March 13, 2020 was not any ordinary Friday the 13th. It was more than an unlucky day. It was the last day of regular court functions for months to come as the COVID-19 pandemic was just beginning. A few days before Connecticut's judicial branch issued an order partially closing courts for two weeks, limited only to "Priority 1" business. 

Most criminal appearances do not qualify as Priority 1 (which are mostly custodial arraignments, domestic violence arraignments and matters involving fundamental rights). Discussions with prosecutors, pre-trials, program applications, discovery requests and more are done in person in court--usually in the morning at all courts--and often continued four or more weeks to the next appearance.
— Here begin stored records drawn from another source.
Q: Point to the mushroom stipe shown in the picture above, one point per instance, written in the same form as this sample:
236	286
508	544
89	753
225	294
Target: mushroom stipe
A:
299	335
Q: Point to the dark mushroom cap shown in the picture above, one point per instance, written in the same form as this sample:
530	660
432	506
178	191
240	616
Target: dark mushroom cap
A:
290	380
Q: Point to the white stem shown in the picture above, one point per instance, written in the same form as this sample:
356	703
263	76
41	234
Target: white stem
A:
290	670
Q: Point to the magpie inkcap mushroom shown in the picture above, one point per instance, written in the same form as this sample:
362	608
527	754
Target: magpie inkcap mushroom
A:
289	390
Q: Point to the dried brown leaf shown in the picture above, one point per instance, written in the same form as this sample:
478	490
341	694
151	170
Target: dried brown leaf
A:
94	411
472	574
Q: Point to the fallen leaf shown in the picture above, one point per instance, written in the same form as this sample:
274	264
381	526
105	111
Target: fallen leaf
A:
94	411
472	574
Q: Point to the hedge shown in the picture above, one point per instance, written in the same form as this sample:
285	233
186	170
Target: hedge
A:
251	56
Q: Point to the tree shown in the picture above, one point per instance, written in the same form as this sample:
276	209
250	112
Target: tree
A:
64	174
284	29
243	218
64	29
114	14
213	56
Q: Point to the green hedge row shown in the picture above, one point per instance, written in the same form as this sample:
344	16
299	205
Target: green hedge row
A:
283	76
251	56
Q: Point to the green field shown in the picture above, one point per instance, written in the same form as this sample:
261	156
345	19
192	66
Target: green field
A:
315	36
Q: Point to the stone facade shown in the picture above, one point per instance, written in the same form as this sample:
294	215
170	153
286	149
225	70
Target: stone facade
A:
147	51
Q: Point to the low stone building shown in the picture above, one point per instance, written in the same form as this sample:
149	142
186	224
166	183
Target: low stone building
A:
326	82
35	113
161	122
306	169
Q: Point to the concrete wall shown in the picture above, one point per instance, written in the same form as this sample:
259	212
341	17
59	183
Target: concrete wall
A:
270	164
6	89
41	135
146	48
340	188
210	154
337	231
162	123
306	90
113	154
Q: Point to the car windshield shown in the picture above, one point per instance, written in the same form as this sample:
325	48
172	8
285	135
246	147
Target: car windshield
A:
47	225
With criminal business restricted, most cases were being continued automatically by judicial to phantom dates only to be continued again. 

On March 13 I had a first appearance for a VOP (violation of probation) in Milford. We kicked it out to the end of April, figuring that might be enough time to "flatten the curve" and be back to normal court business. That afternoon I had a juvenile trial in Middletown (which I found out a couple weeks later, in a written decision, that my client and I had won). That was the last typical day of court. In the following months, as cases were continued and dockets backed up, judicial unrolled remote pretrials, disposition dockets for program cases and some other ways to move cases. Certain courts allowed defense attorneys and prosecutors to hold their own discussions and put cases on the docket with agreements.
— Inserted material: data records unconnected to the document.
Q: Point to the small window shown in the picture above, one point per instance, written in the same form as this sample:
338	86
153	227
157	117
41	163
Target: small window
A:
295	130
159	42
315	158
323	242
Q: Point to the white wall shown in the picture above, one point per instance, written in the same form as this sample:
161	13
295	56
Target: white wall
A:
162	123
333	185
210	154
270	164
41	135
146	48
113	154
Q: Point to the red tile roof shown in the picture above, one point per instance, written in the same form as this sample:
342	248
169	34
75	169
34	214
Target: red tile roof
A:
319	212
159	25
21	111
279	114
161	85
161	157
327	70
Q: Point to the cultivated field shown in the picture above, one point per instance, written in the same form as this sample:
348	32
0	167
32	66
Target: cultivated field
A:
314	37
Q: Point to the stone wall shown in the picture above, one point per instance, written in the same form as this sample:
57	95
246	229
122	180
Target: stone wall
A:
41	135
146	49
After five months, criminal courts are back to handling routine cases. Starting Monday August 10, criminal courts in every judicial district are calling in 25 defendants each day for a 2pm afternoon docket. Mornings will still be for Priority 1 matters and defendants in custody. I was called into Milford for one of my cases that had been continued into September (the 2pm dockets will be cases that are pulled forward--a reverse continuance). The judge called all the cases on the list, not unlike a jury call or short calendar, and then each case went on the record. I'll be in Meriden on Thursday for a 2pm case as well. 

We don't yet know when trials will resume or all locations will reopen or really much more than what's currently happening. For now though, we're going back to court. Those continuances couldn't last forever.